Fun Facts Oktoberfest

This post is also available in: German

Munich is always worth a visit, but what about a citytrip to Munich during the Oktoberfest? Our MEININGER Hotel Munich City Center is next to the Theresienwiese where the Wiesn takes place: the ideal starting point for a few days at the Bavarian festival. The Oktoberfest is a world of its own and we show you its fun facts.

  • The Oktoberfest exists since 1810. Initially it was an alcohol-free festival. Alcohol was only sold outside the festival area. But let’s be honest: What would the Oktoberfest be without beer? The organizers and the municipality felt the same and allowed the sale of alcohol.
  • The famous physicist Albert Einstein worked at the Oktoberfest. In 1896 he was a laborer and took care of the construction of the Schottenhammel tent.
  • Each year, the mayor of Munich starts the Oktoberfest with the traditional key tapping and the exclamation “O’zapft is”. Record holder is Christian Ude, who managed to open the barrel in two strokes.
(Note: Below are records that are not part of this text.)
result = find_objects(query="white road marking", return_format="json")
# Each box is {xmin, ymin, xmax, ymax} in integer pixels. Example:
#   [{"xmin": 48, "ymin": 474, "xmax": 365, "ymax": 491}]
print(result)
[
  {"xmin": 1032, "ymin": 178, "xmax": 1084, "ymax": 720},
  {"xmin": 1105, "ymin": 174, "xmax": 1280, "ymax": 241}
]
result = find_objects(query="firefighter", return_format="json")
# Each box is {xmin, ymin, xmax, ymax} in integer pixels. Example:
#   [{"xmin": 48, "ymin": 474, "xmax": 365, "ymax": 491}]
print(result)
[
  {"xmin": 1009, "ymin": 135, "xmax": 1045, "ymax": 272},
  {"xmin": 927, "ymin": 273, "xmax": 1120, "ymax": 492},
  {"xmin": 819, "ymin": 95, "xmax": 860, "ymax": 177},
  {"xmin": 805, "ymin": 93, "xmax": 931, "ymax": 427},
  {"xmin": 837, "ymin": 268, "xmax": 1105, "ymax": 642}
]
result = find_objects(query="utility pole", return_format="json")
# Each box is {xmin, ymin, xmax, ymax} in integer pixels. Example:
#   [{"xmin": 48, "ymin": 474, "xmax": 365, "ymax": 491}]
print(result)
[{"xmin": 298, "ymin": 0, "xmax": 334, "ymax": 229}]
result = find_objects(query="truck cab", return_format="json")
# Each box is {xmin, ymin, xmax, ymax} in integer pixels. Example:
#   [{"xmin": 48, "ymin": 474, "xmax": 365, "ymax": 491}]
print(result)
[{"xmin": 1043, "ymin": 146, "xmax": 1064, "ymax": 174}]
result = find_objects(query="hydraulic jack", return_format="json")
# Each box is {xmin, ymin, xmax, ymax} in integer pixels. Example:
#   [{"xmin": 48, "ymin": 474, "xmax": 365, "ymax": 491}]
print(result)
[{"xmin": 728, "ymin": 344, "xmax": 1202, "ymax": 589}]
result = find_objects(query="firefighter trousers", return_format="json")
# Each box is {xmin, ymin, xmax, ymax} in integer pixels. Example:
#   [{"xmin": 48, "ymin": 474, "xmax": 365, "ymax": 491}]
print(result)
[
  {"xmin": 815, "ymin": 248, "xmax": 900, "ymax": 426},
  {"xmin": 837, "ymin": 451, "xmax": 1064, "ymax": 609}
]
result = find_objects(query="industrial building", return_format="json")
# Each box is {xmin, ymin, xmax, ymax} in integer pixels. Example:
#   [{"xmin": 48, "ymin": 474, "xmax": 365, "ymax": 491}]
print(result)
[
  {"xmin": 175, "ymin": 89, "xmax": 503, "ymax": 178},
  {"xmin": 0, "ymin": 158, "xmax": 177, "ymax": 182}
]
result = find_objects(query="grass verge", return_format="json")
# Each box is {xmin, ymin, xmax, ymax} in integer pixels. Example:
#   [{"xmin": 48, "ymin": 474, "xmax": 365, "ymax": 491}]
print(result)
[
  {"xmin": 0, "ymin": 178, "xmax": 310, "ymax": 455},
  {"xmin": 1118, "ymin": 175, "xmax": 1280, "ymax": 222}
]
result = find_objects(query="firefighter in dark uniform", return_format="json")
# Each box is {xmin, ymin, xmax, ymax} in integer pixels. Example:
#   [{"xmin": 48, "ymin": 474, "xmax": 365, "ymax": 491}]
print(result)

The last place is given to Thomas Wimmer: He needed 19 strokes in 1950.
  • Beer mugs are popular souvenirs and many guests try to smuggle them. In 2010, the supervisors brought back 130 000 beer mugs to the tent owners after guests wanted to take them home.
  • The waiters have a stressful job. They carry beer mugs all day long to serve the party crowd in their tents. The world record holder is Oliver Strümpfel from Abensberg. In 2013 he dragged 24 full beer mugs for 40 meters to the finish line.
  • Oktoberfest – This is actually the time for traditional costumes, Lederhosen, Dirndl and Bavarian elegance. A visitor had a different interpretation of the Bavarian style and wanted to play it safe. He wore a bulletproof vest, handcuffs and shin guards.
  • Who wants to be a host at the Oktoberfest, should gear oneself up to a long wait. You have to wait up to 20 years till you are allowed to open a tent as the waiting list is very long.
  • Ein Prosit der Gemütlichkeit! This parable can be heard all the time at the Oktoberfest. But it is not even Bavarian. It was invented by the musician Bernhard Dittrich from Chemnitz.
  • There is a so-called Wiesn taxi. But it does not carry you home! The Meadow taxi or “banana” is the barrow of the Red Cross to transport the injured and drunken people. This taxi is used hundreds of times at the Oktoberfest.
  • Church and Oktoberfest: This does not fit together? Yes, it does! Every first Thursday of the Oktoberfest a church service is hold in the Hippodrome tent.
  • The Oktoberfest shines bright for years, but the consumption is enormous: 2.7 million kilowatt hours are consumed every time – that would be enough for more than 1,000 households for one year.